The “Narrows” car ferry is on your left hand side about 5 minutes the other side of Kohukohu. (About an hour’s drive from Awanui). This ferry departs on the hour and takes about 15 minutes to cross. Drive off the ferry at Rawene, which has an art gallery, and an excellent café (The Boatshed), and historic Clendon House  Drive through town to SH12 and turn right, follow road into Opononi on the Hokianga Harbour.

I took some back roads and visited my husband’s grave before finally checking in at The Copthorne Hotel & Resort Hokianga right  on the edge of the Hokianga Harbour, yet another beautiful  kauri villa that has stunning views of the massive sand dunes across the bay – dunes that I will explore tomorrow.

copthorne hokianga

Of course my trip around Northland was taken in my favourite car rental company NZ Rent A Car!

90 Mile Beach, sand toboggans & native trees

Sand Safaris take me for a full day trip to Cape Reinga – driving along  90 Mile Beach, sand-tobogganing  and I plant a native tree at the cape.

Classified as a main highway, 90-mile beach is not really ninety miles long and this is just one of the interesting facts given by our engaging driver, Senny, as we race against the incoming tide. These tours go up or down the beach one way, and the usual road route on the other.

We hear stories of cattle rustling; peat-land,large forests on sand dunes, lots of freshwater lakes; and the ultra-marathon and fishing competitions held on the this well known beach. we also see numerous birds, a cow, wild horses, and shellfish beds which the bus carefully avoids.

With no big river emptying into the Tasman the beach is free of the debris usually seen on beaches and it’s not long before we stop for photos before we head up a stream to the sand dunes and tobogganing.

we are given tips for the descent

.. and put them into action.

Lunch stop at Tapotupotu Bay … time for a very quick dip too

The top of New Zealand is Cape Reinga, and Te Ara, New Zealand’s online history encyclopaedia  says "according to ancient lore, this was final departure point for the spirit of the Maori. It was said that the spirit, after travelling up the west coast to a spot a few miles south of Cape Maria van Diemen, continued overland to the western end of Spirits Bay and eventually reached the pohutukawa tree. There it descended the roots and entered the sea. (This tree is reputed to have been in position for about 800 years and is said never to have blossomed.) "
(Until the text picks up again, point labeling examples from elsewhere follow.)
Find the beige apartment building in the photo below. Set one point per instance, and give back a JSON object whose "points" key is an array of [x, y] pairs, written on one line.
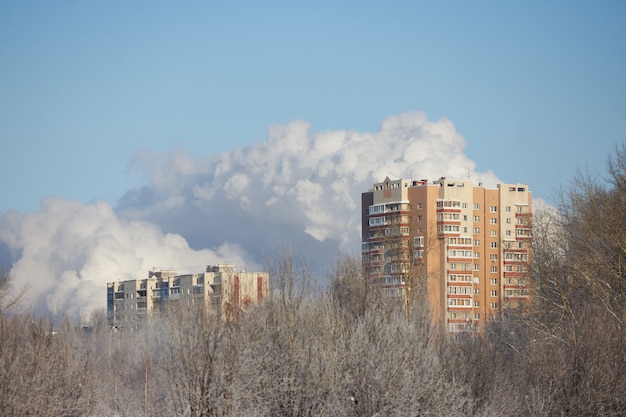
{"points": [[219, 287], [462, 248]]}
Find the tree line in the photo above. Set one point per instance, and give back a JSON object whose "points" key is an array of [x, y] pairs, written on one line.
{"points": [[347, 351]]}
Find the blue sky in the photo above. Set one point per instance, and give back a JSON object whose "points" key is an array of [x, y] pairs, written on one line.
{"points": [[138, 135], [535, 88]]}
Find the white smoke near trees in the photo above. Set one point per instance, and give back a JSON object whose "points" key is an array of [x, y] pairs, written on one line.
{"points": [[68, 251], [296, 189]]}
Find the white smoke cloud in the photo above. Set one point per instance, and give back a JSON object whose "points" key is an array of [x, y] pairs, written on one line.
{"points": [[296, 177], [68, 251], [297, 188]]}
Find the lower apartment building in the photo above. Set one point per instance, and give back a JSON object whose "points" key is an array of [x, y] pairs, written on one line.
{"points": [[460, 247], [218, 287]]}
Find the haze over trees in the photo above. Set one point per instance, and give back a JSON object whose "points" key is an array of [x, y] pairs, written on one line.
{"points": [[347, 351]]}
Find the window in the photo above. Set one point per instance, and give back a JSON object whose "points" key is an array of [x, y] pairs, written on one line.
{"points": [[459, 290]]}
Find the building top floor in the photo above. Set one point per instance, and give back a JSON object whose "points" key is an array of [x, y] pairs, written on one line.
{"points": [[168, 278]]}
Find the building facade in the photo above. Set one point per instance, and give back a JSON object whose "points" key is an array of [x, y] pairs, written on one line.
{"points": [[462, 248], [219, 287]]}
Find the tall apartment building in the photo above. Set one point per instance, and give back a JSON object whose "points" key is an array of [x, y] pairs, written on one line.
{"points": [[462, 248], [219, 287]]}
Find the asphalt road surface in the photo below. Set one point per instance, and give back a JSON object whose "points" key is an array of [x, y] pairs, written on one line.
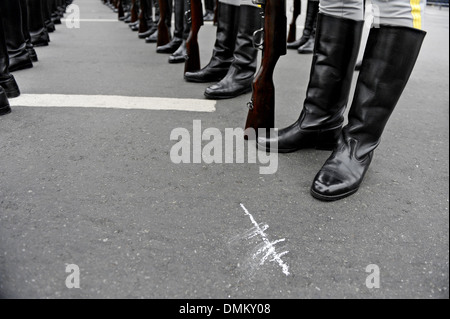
{"points": [[95, 189]]}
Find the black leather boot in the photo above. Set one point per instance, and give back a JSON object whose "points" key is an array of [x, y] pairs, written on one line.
{"points": [[209, 10], [180, 55], [19, 58], [222, 57], [310, 21], [177, 39], [320, 123], [389, 59], [7, 82], [26, 31], [147, 26], [38, 30], [308, 47], [240, 76], [4, 104], [47, 16]]}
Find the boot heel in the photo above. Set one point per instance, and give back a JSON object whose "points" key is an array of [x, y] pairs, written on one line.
{"points": [[326, 140]]}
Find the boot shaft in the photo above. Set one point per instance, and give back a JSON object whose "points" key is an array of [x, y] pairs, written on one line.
{"points": [[245, 54], [336, 49], [4, 59]]}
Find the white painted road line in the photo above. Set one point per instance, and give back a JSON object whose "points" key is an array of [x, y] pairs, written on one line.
{"points": [[114, 102]]}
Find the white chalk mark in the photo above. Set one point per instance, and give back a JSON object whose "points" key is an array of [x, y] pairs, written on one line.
{"points": [[114, 102], [269, 246]]}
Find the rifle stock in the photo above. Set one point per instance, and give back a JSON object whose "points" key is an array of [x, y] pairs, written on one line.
{"points": [[261, 113], [195, 19], [292, 36], [163, 29]]}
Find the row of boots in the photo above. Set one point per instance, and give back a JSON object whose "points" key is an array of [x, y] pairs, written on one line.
{"points": [[24, 24], [305, 44], [234, 58]]}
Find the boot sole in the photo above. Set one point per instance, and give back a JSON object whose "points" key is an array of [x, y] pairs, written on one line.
{"points": [[334, 198], [225, 97]]}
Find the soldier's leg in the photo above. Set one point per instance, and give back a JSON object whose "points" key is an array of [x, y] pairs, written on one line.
{"points": [[179, 56], [38, 30], [222, 56], [348, 9], [209, 10], [391, 53], [177, 39], [4, 72]]}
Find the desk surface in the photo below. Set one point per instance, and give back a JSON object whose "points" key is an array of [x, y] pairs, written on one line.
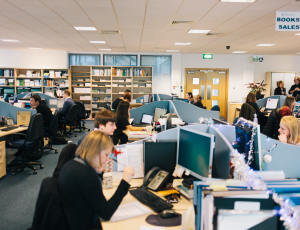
{"points": [[136, 222], [17, 130]]}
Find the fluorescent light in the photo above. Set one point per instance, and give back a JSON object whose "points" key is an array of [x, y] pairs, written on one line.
{"points": [[239, 52], [97, 42], [265, 45], [9, 40], [237, 0], [198, 31], [85, 28], [182, 43]]}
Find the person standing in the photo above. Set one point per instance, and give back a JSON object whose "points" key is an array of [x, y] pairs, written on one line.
{"points": [[280, 90], [295, 89]]}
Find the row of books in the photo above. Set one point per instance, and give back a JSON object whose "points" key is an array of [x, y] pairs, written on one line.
{"points": [[7, 72], [101, 72], [139, 72]]}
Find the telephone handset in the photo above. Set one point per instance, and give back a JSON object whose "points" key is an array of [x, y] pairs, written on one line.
{"points": [[155, 178], [8, 121]]}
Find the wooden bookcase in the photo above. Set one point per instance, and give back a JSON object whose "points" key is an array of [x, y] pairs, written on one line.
{"points": [[95, 86]]}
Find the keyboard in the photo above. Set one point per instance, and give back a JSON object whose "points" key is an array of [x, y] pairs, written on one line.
{"points": [[154, 202], [10, 128]]}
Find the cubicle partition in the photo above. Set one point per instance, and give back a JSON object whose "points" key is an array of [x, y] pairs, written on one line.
{"points": [[263, 102], [9, 110]]}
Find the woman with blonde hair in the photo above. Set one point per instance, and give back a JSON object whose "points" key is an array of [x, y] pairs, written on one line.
{"points": [[80, 184], [289, 130], [280, 90]]}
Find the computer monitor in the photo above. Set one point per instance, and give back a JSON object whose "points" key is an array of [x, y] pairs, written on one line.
{"points": [[158, 113], [243, 137], [195, 152], [147, 119], [60, 103], [272, 103], [162, 154]]}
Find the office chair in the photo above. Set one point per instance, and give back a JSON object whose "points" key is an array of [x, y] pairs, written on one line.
{"points": [[69, 120], [215, 108], [81, 116], [50, 132], [32, 142], [48, 212]]}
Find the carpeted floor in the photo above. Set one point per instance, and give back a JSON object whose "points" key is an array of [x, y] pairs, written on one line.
{"points": [[18, 194]]}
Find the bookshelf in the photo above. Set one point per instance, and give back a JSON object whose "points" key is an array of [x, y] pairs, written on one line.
{"points": [[96, 86], [33, 80]]}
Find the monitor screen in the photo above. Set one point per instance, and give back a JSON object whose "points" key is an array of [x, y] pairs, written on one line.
{"points": [[158, 113], [272, 103], [60, 103], [147, 119], [195, 152]]}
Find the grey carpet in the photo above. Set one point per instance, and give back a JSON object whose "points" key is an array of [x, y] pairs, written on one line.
{"points": [[18, 194]]}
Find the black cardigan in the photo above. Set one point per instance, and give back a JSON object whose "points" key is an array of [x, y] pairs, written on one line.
{"points": [[83, 199], [272, 126]]}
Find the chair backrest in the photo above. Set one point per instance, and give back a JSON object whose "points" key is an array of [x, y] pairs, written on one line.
{"points": [[215, 108], [48, 212], [54, 124], [72, 114], [81, 110], [35, 129]]}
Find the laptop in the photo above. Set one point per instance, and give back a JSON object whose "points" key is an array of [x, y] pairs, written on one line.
{"points": [[147, 120]]}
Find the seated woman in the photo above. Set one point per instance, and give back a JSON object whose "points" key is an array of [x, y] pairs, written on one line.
{"points": [[197, 101], [80, 184], [280, 90], [123, 117], [272, 126], [251, 100], [289, 130]]}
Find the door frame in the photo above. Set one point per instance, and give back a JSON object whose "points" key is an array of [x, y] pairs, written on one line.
{"points": [[226, 82]]}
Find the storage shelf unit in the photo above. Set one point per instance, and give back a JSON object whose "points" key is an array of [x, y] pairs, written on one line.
{"points": [[34, 80], [103, 84]]}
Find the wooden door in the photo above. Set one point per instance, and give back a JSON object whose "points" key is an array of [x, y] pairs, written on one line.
{"points": [[211, 85]]}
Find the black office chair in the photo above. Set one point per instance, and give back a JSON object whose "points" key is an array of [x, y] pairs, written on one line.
{"points": [[50, 132], [82, 114], [31, 143], [69, 120]]}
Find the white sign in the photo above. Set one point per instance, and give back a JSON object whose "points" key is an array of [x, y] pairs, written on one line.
{"points": [[287, 21]]}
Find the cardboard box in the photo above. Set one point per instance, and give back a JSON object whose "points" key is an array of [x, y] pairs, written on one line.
{"points": [[2, 159], [23, 118]]}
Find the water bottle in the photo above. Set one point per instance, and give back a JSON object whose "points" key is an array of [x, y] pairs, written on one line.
{"points": [[255, 121]]}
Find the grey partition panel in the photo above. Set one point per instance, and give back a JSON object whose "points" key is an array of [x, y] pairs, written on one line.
{"points": [[263, 102], [164, 97], [9, 110], [285, 157], [148, 109], [191, 114]]}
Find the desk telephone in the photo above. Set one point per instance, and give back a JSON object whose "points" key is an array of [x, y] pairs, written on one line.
{"points": [[155, 178]]}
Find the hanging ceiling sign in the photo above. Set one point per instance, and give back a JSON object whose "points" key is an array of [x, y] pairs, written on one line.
{"points": [[287, 21]]}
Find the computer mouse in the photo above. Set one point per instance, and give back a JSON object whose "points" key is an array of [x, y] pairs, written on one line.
{"points": [[168, 213]]}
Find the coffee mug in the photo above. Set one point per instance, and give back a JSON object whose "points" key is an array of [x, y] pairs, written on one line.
{"points": [[107, 180]]}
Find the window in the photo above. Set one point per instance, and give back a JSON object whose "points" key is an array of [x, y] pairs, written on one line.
{"points": [[162, 70], [84, 59], [119, 60]]}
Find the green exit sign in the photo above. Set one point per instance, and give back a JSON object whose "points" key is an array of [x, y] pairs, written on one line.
{"points": [[207, 56]]}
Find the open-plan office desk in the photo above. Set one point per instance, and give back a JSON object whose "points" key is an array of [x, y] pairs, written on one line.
{"points": [[136, 222]]}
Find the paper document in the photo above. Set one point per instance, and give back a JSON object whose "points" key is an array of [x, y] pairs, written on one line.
{"points": [[142, 227], [130, 210], [131, 155]]}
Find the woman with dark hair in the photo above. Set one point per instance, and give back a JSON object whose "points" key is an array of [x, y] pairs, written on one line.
{"points": [[123, 117]]}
I take the 1km walk down to the lighthouse and the views are spectacular as I watch the waves of  the Tasman Sea meet the Pacific Ocean currents.

While here I’m given the opportunity to  plant a native tree to help assuage my travel-writer frequent-flyer carbon guilt.

If you too are ecologically minded, see the Seed for the Future website for more information about this local tribe (Ngati Kuri) initiative as part of their role of guardians of the sacred places around the cape … $NZ20 well spent and a living legacy of your trip there.

Leaving here we head south again, via the sealed  road this time, we head home with the bus dropping us off at our accommodation … I get off at Mainstreet, pick up my rental car and head a little further south to Shipwreck Bay and Endless Summer Lodge.